Michael Q. McShane’s article, “Open Education: Is the federal government overstepping its role?” (Winter 2017) makes the case that educators are essentially consumers of open education resources (OER) who lack the time, skill, and support to handle the “administrivia” required to be serious developers of content and pedagogy that can meet the needs of their students.

ednext_XVII_1_mcshane_img01Yet this is precisely what educators and librarians are doing nationwide.

Teachers and school librarians, for example, are working together in states like Arkansas, Hawaii, New Hampshire, Minnesota, Tennessee, Utah, and Washington to make sense of and make better use of a wide array of high quality OER content in OER Commons. States are creating their own OER hubs to curate and create open educational resources to share with educators across their state and in other states in a broad range of fields, including English Language Arts, STEM, and ELL. For example, Washington’s Hub is searchable across districts using taxonomies that align with the state’s priorities for subject areas and learning progressions. In many states, these hubs are reviewed by expert teachers using the same rubrics that would be used for traditionally published materials. Thus the use of OER is accompanied by these open education practices and pedagogy among teachers, librarians, and others, increasing the professionalism of educators nation wide.

It is curious that Mr. McShane presents the OER movement as an effort to disrupt the textbook market rather than as a widespread effort to create, share, remix, and reuse learning content. With funding from major foundations and with state and district efforts to train teachers to become content curators, as opposed to content consumers, OER is helping to mobilize educators and librarians to bring quality, curated content to school and college classrooms in ways that students learn best. Why wouldn’t the U.S. government support this type of work?

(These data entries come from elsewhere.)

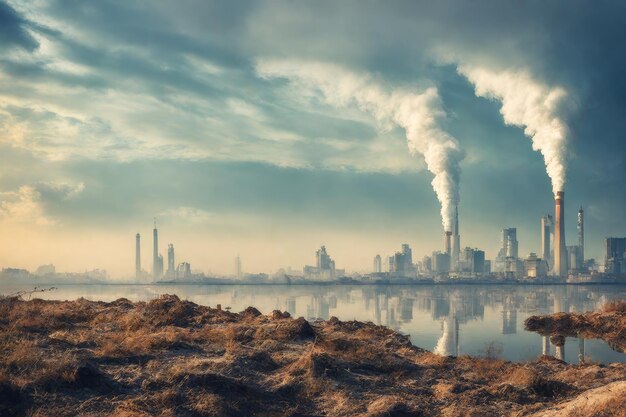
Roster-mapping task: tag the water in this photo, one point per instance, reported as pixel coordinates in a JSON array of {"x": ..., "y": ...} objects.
[{"x": 448, "y": 319}]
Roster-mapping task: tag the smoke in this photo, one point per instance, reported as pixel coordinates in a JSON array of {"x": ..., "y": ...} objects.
[
  {"x": 530, "y": 104},
  {"x": 418, "y": 113}
]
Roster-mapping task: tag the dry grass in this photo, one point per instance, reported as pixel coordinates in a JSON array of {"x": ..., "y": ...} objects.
[
  {"x": 174, "y": 358},
  {"x": 608, "y": 324},
  {"x": 616, "y": 306}
]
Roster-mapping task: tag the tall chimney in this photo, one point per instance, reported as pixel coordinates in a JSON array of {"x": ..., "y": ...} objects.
[
  {"x": 560, "y": 254},
  {"x": 137, "y": 256}
]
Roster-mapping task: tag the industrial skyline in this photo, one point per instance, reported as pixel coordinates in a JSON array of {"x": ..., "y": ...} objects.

The author’s statement that “the government should not throw its weight behind OER unless and until it knows that such resources are truly the wave of the future” fails to recognize just how government can help popularize and create policies and conditions that make it possible to do this work and to overcome the necessary barriers to do so. Recognition for competency-based education, e-rate subsidies to expand Internet access for schools, or support for charter schools, for example, could not have become significant waves of the reform without supportive policies and public investment. OER can use a policy boost to help expand the use of OER and loosen procurement policies that favor long-term contracts with commercial publishers.

We need to be clear that the value of open education is not that it supplants textbooks or will overrun the wealthy publishing industry. It is a crucial means to organize and transform the work of faculty, teachers, librarians, independent scholars and learners to create, curate, and enhance content to add value and coherence to what students learn.